O movimento das empresas que desenvolvem o Fator VIII caminha no sentido de superar as duas limitações da proteína sintética: diminuir a resposta do corpo para o que não deveria ser reconhecido como estranho e aumentar a meia-vida da proteína. “Este é o foco no qual as empresas estão apostando suas fichas”, revela a professora, chamando a atenção para o fato de que esta é uma informação que nenhuma empresa fornece e só foi possível obter pela análise do caminho percorrido na construção da tecnologia.
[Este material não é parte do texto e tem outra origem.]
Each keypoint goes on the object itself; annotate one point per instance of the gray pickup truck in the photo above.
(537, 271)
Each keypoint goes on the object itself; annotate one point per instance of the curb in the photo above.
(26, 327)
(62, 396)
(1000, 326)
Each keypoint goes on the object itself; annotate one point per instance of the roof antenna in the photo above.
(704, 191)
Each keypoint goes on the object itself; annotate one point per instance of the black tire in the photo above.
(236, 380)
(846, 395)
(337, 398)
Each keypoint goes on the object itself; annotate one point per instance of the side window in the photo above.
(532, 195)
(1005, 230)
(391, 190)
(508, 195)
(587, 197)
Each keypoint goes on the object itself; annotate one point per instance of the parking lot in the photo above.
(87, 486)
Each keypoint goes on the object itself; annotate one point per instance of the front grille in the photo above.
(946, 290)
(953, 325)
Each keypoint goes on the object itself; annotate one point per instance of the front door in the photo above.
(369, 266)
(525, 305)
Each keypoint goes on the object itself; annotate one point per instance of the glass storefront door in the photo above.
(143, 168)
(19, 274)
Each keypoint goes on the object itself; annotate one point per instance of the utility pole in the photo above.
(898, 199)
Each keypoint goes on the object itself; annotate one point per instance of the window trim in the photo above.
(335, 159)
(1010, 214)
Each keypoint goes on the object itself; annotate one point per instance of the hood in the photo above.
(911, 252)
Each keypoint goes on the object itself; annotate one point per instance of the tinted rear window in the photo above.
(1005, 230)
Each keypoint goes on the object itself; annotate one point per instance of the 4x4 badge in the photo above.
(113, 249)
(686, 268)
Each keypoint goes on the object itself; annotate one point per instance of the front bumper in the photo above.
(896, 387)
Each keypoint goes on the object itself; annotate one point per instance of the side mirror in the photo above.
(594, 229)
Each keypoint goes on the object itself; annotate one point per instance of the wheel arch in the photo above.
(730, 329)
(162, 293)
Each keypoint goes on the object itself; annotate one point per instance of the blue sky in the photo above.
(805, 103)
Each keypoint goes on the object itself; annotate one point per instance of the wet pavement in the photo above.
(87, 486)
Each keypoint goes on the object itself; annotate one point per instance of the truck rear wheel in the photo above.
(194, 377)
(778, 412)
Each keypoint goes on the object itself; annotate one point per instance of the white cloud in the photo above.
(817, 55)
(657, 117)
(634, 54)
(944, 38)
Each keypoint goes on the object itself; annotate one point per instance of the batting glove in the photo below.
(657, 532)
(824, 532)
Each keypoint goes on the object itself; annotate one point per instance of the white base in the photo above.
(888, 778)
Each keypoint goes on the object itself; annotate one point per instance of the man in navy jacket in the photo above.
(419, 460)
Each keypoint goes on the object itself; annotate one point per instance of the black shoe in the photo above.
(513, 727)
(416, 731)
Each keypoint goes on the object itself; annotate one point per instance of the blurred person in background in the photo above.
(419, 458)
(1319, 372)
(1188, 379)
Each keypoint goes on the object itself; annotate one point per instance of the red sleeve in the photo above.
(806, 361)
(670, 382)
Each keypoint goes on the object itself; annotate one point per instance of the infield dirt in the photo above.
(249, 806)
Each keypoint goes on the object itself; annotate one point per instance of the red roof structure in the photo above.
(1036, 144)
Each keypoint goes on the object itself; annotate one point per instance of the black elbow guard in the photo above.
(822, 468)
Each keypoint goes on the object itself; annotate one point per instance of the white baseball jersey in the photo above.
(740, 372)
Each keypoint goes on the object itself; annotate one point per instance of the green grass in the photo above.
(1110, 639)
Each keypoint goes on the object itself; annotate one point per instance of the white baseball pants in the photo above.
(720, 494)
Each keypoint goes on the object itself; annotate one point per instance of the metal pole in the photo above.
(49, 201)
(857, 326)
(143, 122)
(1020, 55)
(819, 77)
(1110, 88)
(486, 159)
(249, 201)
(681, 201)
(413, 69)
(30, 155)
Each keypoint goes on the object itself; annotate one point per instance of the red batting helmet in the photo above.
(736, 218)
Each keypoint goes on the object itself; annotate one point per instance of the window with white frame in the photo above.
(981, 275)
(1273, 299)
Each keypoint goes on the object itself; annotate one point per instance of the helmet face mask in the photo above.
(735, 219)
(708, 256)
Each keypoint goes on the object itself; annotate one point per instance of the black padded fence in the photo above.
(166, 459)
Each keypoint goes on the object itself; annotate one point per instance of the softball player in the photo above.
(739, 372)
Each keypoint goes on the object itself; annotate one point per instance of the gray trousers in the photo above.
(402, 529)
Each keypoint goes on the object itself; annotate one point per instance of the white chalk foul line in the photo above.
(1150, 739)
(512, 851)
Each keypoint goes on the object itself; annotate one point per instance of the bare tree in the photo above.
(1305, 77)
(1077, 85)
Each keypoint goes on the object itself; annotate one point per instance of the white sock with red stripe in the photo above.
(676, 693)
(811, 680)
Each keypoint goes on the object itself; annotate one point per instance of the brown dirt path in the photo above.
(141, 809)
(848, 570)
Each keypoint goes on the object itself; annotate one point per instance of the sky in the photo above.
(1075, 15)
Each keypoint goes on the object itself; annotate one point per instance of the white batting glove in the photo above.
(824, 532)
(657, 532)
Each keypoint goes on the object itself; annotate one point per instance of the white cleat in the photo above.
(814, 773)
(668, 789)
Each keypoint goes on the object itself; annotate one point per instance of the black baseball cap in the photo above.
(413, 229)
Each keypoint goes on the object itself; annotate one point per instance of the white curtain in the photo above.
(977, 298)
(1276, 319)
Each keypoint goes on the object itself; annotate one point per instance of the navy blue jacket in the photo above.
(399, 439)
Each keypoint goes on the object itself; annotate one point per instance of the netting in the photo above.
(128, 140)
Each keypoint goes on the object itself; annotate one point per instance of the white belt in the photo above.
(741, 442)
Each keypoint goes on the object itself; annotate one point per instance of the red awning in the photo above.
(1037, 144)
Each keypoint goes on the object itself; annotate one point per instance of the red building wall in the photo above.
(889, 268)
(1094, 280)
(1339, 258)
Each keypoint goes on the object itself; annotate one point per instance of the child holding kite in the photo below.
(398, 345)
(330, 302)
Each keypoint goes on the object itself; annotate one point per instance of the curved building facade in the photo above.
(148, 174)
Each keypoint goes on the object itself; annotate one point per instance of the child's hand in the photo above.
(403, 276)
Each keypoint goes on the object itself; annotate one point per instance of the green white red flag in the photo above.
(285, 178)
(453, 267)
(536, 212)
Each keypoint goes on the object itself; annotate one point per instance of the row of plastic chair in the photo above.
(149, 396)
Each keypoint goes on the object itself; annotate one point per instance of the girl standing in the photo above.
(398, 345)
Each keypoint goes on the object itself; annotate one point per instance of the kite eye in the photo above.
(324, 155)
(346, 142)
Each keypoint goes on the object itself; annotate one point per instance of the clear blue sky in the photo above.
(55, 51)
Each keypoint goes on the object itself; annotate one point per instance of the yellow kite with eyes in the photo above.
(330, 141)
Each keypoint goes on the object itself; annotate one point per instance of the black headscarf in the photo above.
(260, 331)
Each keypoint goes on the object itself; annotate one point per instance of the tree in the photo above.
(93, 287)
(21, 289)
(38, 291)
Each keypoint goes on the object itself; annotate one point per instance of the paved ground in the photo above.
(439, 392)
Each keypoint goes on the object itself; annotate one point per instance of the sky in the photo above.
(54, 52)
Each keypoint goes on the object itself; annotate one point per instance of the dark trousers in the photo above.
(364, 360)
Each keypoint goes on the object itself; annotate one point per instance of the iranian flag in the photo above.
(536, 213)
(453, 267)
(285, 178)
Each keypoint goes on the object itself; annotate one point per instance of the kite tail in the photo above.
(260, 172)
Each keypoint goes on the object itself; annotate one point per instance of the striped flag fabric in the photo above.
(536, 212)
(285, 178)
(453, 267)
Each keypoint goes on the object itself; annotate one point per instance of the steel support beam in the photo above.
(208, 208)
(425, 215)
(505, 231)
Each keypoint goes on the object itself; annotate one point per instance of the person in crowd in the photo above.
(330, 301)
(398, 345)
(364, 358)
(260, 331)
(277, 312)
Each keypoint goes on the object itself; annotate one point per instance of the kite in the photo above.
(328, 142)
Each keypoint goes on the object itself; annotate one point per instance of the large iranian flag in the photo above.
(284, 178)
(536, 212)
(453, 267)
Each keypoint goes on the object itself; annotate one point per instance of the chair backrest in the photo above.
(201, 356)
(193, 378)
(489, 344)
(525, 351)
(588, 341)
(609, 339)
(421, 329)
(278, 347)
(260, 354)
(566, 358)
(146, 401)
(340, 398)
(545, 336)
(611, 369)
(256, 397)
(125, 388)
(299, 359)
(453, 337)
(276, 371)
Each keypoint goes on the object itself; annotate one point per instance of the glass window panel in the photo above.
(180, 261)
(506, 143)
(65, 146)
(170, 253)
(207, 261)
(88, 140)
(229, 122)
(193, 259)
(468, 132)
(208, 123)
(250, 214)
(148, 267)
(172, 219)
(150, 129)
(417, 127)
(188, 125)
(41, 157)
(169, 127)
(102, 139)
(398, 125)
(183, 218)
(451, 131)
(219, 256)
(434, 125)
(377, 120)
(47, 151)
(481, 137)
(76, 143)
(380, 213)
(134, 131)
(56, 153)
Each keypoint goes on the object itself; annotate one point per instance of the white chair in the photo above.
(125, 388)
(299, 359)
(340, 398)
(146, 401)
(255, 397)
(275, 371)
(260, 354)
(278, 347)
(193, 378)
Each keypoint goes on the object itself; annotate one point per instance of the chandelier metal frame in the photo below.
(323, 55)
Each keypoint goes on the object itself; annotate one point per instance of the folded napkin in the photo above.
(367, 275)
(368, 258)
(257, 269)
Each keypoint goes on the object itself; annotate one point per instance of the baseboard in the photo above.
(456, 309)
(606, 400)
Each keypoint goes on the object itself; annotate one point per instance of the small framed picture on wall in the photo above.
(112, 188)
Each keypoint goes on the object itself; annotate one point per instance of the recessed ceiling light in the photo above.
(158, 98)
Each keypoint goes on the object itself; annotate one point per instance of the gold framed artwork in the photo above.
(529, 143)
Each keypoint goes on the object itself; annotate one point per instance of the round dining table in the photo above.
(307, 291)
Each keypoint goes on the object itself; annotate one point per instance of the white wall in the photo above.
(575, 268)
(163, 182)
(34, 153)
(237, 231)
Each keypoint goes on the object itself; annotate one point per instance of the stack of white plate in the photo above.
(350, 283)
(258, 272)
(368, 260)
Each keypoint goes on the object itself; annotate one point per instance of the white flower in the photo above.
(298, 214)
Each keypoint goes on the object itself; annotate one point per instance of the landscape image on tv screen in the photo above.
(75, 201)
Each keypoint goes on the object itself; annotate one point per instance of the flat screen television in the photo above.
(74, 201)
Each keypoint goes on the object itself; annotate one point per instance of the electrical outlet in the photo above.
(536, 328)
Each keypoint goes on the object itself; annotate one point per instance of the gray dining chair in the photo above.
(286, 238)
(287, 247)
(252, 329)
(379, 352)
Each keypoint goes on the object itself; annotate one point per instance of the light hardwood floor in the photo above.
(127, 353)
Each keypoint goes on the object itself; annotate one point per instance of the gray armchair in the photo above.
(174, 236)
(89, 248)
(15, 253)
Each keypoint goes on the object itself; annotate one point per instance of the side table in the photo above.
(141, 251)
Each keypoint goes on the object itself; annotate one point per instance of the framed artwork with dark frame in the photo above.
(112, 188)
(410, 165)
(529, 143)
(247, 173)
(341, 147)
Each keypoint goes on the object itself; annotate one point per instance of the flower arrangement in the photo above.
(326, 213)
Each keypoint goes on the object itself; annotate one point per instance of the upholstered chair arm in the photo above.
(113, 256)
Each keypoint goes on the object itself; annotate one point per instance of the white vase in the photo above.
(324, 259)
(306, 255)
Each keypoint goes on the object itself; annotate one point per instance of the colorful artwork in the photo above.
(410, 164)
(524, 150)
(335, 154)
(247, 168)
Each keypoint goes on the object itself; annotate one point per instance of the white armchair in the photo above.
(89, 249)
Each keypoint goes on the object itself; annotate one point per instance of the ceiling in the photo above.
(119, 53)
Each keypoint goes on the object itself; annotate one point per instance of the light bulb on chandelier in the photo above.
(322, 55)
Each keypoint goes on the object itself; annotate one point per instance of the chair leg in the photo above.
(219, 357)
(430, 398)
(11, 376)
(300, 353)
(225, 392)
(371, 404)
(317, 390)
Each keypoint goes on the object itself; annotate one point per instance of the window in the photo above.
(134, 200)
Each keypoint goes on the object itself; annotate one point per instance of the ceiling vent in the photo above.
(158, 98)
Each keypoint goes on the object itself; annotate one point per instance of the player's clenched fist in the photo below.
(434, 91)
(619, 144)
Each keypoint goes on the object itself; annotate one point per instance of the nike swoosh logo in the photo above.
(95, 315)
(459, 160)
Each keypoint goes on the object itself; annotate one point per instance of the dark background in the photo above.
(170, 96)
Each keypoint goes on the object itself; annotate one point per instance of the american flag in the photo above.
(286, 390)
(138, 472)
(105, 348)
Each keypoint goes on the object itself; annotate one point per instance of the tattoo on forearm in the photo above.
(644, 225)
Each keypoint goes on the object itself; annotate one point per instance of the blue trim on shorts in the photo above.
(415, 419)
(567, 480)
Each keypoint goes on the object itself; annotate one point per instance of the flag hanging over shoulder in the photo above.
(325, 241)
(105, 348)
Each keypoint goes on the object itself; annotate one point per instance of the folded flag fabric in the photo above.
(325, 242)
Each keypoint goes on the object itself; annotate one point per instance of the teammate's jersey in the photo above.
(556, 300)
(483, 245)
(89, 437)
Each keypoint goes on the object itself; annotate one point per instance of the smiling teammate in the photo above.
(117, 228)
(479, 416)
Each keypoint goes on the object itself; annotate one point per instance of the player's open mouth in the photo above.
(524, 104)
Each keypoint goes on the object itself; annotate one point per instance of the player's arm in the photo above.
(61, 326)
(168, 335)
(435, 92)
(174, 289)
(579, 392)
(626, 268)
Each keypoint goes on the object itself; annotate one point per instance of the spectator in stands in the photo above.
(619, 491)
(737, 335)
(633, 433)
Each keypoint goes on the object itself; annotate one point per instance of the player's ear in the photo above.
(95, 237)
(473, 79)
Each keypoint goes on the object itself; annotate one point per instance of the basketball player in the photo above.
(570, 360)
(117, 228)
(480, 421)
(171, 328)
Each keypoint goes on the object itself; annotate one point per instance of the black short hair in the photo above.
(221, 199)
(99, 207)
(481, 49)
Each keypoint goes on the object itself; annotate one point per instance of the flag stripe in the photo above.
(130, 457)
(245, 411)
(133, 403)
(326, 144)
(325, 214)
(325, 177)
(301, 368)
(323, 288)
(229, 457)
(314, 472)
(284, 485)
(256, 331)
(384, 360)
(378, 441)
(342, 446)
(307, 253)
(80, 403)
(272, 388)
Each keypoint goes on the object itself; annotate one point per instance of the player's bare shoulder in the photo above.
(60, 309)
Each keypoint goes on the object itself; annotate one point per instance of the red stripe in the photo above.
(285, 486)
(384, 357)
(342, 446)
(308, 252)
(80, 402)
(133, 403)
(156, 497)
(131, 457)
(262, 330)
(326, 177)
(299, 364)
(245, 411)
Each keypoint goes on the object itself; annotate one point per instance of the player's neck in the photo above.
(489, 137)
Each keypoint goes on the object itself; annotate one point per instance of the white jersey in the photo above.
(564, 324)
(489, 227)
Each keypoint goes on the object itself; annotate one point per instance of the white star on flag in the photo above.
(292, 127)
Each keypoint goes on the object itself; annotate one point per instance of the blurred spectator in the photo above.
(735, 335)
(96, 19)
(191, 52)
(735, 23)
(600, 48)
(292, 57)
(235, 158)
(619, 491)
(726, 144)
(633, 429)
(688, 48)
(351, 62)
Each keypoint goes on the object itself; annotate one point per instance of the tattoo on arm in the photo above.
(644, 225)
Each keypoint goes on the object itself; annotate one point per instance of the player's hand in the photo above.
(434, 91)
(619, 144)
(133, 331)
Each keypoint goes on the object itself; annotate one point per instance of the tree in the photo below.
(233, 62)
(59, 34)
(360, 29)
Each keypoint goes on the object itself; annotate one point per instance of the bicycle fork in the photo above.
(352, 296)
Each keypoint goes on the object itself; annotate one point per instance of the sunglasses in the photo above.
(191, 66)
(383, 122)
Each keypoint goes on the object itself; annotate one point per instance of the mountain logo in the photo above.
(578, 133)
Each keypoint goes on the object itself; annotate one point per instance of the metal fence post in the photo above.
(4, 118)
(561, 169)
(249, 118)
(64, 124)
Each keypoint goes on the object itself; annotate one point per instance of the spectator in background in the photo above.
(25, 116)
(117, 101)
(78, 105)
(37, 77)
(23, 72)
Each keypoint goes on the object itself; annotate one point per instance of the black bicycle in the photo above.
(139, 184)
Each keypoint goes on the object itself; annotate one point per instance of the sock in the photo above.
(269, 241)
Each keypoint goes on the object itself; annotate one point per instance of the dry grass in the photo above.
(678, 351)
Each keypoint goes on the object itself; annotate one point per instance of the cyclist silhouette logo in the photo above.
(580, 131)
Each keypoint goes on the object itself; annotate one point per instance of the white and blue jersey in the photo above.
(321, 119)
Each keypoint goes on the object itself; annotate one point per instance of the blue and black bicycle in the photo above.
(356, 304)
Para Geciane, o potencial de oferecer respostas do método desenvolvido na USP promete. Pesquisadores, investidores, agentes de políticas públicas, garante ela, podem usar a ferramenta para saber qual dos projetos está na fronteira do conhecimento, o que pode ajudar na tomada de decisões.

InGTec

Núcleo de Pesquisa em Inovação, Gestão Tecnológica e Competitividade, o InGTec atua em pesquisas e projetos voltados à gestão da inovação e desenvolvimento tecnológico. Trabalham com inovação aberta para incentivar capacitação e criar cultura de inovação e transferência de tecnologia.

Também são alvos de seus estudos o desenvolvimento de ferramentas para inteligência tecnológica, os processos de gestão da inovação, a análise de impactos e os indicadores de inovação.

Entre as linhas de pesquisa nas quais atuam, estão: Cooperação empresa – universidade/ instituto de pesquisa: sob a ótica da hélice tripla, inovação aberta e redes de cooperação; Habitáts de inovação – Incubadoras e Parques Tecnológicos; Indicadores de inovação e de produtividade; Internacionalização de P&D; Prospecção, valoração, comercialização de tecnologias e Empresas de base tecnológica (EBT). Participam do InGTec pesquisadores e estudantes das áreas de administração, economia, ciências da  informação e biociências.

CTC

O Centro de Terapia Celular da USP é um dos Centros de Pesquisa, Inovação e Difusão (CEPID), apoiados pela Fundação de Amparo à Pesquisa do Estado de São Paulo (FAPESP), que fica na Fundação Hemocentro de Ribeirão Preto. O grupo é coordenado pelo professor Dimas Tadeu Covas, da Faculdade de Medicina de Ribeirão Preto (FMRP) da USP e desenvolve há 15 anos pesquisas relacionadas à produção de fator FVIII e FIX (relacionados à coagulação), utilizando células humanas.